Columbus Climate Action Plan

Project Website

Funding: Natural Resources Defense Council, Columbus Foundation, Byrd Center

In 2015, the Climate Change Committee of the Mayor’s Green Team worked with Great Lakes Integrated Sciences and Assessments (GLISA) to engage more than 80 stakeholders in the creation of an assessment of key climate changes, impacts and vulnerabilities of concern (Climate Change in Columbus Ohio: An Assessment of Columbus’ Key Climate Changes, Impacts and Vulnerabilities of Concern). This report provides an overview of the process that was followed in its creation, a prioritized list of impacts facing Columbus and information about how other communities in the United States have responded to climate change. While the information within the report is necessary, it is not sufficient to guide planners, policymakers, companies and private individuals in actions to prepare for climate change.
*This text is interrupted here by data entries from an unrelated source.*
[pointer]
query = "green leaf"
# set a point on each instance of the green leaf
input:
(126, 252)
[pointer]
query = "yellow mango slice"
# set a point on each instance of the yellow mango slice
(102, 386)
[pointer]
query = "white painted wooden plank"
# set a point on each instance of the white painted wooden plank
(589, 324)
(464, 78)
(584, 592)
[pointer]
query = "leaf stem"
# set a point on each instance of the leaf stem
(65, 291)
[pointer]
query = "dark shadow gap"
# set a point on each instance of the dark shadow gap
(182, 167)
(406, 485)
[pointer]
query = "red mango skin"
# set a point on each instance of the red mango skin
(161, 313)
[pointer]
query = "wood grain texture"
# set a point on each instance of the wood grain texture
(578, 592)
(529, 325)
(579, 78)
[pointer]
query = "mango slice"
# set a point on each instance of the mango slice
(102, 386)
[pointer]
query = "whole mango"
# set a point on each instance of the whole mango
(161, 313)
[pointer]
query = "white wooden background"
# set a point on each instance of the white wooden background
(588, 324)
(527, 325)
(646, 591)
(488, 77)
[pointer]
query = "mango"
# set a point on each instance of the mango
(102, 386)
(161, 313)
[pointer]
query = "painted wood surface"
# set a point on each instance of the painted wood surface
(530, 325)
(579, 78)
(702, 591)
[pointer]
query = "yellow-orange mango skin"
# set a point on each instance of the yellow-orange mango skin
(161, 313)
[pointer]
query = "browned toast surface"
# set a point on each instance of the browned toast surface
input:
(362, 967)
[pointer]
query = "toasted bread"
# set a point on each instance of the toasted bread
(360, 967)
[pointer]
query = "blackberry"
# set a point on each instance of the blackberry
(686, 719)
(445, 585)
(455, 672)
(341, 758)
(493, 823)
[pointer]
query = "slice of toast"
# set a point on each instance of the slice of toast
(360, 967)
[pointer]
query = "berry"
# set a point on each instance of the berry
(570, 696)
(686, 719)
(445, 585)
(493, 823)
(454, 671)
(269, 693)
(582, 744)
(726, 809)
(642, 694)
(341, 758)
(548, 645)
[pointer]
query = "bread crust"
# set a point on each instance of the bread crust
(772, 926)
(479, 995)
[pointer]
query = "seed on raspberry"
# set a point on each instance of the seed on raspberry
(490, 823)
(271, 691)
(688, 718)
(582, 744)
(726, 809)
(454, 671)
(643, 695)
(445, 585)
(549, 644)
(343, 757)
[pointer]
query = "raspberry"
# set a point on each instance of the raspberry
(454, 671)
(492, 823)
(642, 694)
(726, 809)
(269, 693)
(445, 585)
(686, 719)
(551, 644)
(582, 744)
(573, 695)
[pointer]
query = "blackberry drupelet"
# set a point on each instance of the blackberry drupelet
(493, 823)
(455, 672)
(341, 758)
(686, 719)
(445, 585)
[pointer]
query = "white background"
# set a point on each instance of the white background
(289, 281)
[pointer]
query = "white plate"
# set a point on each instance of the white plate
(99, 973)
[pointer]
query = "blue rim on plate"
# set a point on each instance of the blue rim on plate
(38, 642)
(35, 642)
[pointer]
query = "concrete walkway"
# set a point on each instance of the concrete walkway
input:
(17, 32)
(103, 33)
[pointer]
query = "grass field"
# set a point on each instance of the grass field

Therefore, the Byrd Polar and Climate Research Center and State Climate Office of Ohio guided the creation of the Columbus Climate Action Plan.


Harnessing Education and Technology for Environmental Detection (HEATED)

Project Website

Funding: Battelle Engineering, Technology and Human Affairs (BETHA) Grant

Our project team is utilizing an undergraduate course and diverse group of students to design and build a device, to collect geo- and time-tagged temperature data when deployed on moving vehicles and to create a database to store and assimilate data collected by the device. This project will result in a device prototype; an innovate, replicable course; data to better understand urban heat islands; and a multidisciplinary team prepared to continue research through other funding opportunities. This project is funded by a Battelle Engineering, Technology and Human Affairs (BETHA) Endowment grant.


From Classrooms to Geosciences Careers: Developing, Testing and Disseminating a High School Module on Modeling Water in Urban Environments

Project Website 

Funding: National Science Foundation

From Classrooms to Geoscience Careers: Developing, Testing and Disseminating a High School Module on Modeling Water in Urban Environments is a project aimed at developing resources to increase interest in geoscience careers for high school students. The Ohio State University is undertaking activities to develop, implement, test, evaluate, and disseminate a module to be used in high school classrooms that promotes geoscience careers by allowing students to engage with mathematical (numerical) models to investigate local problems in hydrology. Though it is being tested locally, the module includes hands-on activities that can be deployed anywhere it rains. A sequence of modeling exercises of increasing complexity are being used in the classroom environment. The exercises culminate in a project in which students make a design decision as a result of land use change, viz. adapting to development. Training in using the module is being offered as an incentivized professional development workshop to the teachers in the partnering institution, the Metro School. After training, teachers will implement the module in their classrooms during the subsequent school year. Ohio State is evaluating the impact of this workshop, which helps Science, Technology, Engineering and Mathematics (STEM) teachers meet standards outlined in the National Science Education Standards, as well as stated goals for several scientific literacies and Chapter 11 on models in the Common Core State Standards Initiative for Mathematics.